CRM combines business processes, technology and enterprise policies to obtain and keep customers. The CRM process also keeps track of customer preferences, buying habits, service requests, information requests, complaints, and many other categories.

Much of the information gained from CRM systems is now being used in business analytics in order to improve business projections.

New HP CEO might speak at Dreamforce event

Chowdhry also said in the report that Salesforce.com wants to close the deal with HP prior to its Dreamforce 2010 customer/partner/media cloud computing conference in San Francisco, set for Dec. 6 through 9.

The analyst, who's been in the business for more than 15 years and specializes in strategic mergers and acquisitions, equity research, and corporate development, said that if the deal in fact materializes, HP will build new cloud computing infrastructure for 35,000 to 40,000 seats for Salesforce.

Chowdhry also said that new HP CEO Leo Apotheker may make an appearance at Dreamforce.

"What kind of statement would that make about Oracle if the HP CEO were to appear onstage with [Marc] Benioff for the keynote?" Choudhry asked eWEEK, rhetorically.

Apotheker, who took over the HP leadership role on Nov. 1, has been a controversial figure of sorts.

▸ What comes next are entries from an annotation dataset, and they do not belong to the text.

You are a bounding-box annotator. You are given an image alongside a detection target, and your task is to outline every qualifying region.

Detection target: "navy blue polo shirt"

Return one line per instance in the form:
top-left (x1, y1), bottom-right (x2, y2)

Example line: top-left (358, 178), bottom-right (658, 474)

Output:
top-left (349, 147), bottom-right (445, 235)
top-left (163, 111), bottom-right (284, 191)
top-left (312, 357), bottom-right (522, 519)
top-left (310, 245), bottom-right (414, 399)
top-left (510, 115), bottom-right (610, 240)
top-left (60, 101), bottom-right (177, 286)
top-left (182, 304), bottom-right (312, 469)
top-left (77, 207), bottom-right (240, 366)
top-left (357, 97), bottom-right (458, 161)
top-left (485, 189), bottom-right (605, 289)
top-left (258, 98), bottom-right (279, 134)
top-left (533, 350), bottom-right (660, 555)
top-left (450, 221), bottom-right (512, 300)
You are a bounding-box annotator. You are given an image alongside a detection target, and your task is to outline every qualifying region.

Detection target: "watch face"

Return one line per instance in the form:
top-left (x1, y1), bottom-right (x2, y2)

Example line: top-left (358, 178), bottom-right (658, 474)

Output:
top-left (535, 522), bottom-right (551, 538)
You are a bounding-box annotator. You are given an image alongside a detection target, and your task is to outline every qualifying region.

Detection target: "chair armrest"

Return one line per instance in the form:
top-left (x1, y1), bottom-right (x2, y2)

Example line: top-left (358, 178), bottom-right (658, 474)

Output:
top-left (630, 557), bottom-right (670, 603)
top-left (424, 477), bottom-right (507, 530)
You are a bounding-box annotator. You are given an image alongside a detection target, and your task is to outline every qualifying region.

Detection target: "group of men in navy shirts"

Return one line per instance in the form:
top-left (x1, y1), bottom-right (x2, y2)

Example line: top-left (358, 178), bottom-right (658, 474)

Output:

Oracle tried for more than a month to locate him to have him testify in an intellectual property copyright violations lawsuit against SAP, where Apotheker served as CEO or co-CEO for several years.

But the new HP CEO was not available to be in court because he was traveling around the globe, visiting his company's various offices in an effort to become more familiar with the company.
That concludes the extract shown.